Ainsi nous voyons que le grand mouvement – mystère - de l’Incarnation ne laisse rien de côté de ce qui fait la vie humaine. Le Christ, le fils du charpentier, en épousant notre condition humaine a sanctifié le travail humain, reconnaissant sa valeur et son importance. Jean-Paul II (Redemptoris Custos) écrit ainsi : « Si la famille de Nazareth est un exemple et un modèle pour les familles humaines, on peut en dire autant, par analogie, du travail de Jésus aux côtés de Joseph le charpentier. […] Le travail humain, en particulier le travail manuel, prend un accent spécial dans l’Évangile. Il est entré dans le mystère de l’Incarnation en même temps que l’humanité du Fils de Dieu, de même aussi qu’il a été racheté d’une manière particulière. Grâce à son atelier, où il exerçait son métier en
même temps que Jésus, Joseph rendit le travail humain proche du mystère de la Rédemption. » Le travail humain a été sanctifié mais aussi racheté – et nous savons bien combien le travail peut être aussi signe d’exploitation et d’injustice – par le Christ, le fils du charpentier de Nazareth. Cette conviction de foi, dans l’histoire de l’Église, a suscité bien des initiatives pour permettre, en particulier, aux plus pauvres de trouver un travail digne de ce nom.

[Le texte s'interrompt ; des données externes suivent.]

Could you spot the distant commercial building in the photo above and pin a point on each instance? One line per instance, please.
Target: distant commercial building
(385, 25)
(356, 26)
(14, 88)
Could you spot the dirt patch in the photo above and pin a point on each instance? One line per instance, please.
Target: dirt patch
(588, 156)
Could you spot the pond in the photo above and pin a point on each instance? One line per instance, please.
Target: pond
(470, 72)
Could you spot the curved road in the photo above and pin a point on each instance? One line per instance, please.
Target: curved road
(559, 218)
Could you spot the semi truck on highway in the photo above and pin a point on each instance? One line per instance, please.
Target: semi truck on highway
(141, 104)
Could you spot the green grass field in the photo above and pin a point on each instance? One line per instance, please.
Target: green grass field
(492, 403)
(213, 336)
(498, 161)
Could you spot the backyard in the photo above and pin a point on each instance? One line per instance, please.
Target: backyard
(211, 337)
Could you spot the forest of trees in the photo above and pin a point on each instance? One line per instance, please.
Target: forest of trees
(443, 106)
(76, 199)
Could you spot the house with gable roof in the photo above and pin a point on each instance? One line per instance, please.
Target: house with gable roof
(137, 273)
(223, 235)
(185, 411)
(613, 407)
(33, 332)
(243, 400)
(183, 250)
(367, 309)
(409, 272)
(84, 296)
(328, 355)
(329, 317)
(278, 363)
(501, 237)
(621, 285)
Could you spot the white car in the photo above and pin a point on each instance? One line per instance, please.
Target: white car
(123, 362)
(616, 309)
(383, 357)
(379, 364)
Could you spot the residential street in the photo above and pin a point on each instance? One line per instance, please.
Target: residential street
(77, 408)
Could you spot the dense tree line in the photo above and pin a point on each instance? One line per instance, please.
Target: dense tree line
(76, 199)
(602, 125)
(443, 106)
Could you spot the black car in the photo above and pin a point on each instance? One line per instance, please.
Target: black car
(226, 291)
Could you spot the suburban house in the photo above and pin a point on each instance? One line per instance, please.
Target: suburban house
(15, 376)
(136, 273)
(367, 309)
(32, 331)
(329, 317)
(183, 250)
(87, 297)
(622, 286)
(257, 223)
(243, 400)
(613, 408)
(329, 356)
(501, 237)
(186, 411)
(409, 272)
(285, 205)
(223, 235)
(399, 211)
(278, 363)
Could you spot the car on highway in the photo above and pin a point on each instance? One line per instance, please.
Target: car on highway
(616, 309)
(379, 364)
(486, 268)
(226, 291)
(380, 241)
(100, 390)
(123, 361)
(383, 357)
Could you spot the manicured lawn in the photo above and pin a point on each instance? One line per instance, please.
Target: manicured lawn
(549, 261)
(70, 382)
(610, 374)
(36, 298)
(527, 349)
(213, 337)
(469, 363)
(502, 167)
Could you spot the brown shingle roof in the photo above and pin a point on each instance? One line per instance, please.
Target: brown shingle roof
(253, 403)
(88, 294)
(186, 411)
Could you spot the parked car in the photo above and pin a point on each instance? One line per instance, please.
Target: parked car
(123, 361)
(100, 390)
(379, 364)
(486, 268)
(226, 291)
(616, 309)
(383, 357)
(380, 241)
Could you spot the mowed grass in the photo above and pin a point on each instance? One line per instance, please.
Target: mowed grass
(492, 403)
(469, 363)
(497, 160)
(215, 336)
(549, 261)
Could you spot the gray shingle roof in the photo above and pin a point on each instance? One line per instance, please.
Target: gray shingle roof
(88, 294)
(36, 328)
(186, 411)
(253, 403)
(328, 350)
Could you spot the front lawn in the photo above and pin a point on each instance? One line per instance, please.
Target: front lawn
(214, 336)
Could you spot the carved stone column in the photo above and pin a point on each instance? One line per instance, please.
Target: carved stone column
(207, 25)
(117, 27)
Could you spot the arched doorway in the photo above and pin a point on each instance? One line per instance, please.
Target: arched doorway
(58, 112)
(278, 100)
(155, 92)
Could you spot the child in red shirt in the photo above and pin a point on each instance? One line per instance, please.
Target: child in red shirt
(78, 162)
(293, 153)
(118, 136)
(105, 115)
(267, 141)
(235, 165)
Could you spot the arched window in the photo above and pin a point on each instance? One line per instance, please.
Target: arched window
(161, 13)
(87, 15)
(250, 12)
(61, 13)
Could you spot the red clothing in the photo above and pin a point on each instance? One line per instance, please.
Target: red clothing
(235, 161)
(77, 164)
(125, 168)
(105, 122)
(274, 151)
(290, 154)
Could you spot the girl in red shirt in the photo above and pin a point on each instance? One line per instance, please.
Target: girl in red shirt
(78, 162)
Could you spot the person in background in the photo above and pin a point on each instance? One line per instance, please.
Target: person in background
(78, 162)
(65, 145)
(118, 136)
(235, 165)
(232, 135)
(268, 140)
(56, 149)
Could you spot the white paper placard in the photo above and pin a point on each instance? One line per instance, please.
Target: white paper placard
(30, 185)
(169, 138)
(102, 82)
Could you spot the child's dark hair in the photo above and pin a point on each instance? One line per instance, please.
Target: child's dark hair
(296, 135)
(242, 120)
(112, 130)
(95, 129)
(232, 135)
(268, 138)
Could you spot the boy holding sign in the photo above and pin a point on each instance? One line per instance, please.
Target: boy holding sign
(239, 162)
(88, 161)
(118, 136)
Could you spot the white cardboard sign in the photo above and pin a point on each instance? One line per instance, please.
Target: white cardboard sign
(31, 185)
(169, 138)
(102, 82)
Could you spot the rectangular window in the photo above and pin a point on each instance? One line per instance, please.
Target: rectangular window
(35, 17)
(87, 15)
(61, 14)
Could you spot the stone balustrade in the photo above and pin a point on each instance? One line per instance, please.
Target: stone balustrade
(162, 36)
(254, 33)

En cette fête, nous pouvons prier saint Joseph pour ceux et celles qui aujourd’hui cherchent un emploi, pour les responsables sociaux et politiques afin qu’ils œuvrent en faveur de conditions de travail dignes et respectueuses des travailleurs, pour ceux et celles qui prennent des initiatives pour créer des emplois dans un esprit de solidarité et de justice. Confions aussi à saint Joseph chacune de nos familles afin qu’il nous garde dans la confiance et dans la paix comme il l’a fait pour Jésus et Marie. Confions enfin notre pays à saint Joseph, artisan, pour que se lèvent sans cesse en France des artisans de paix, de justice et de fraternité.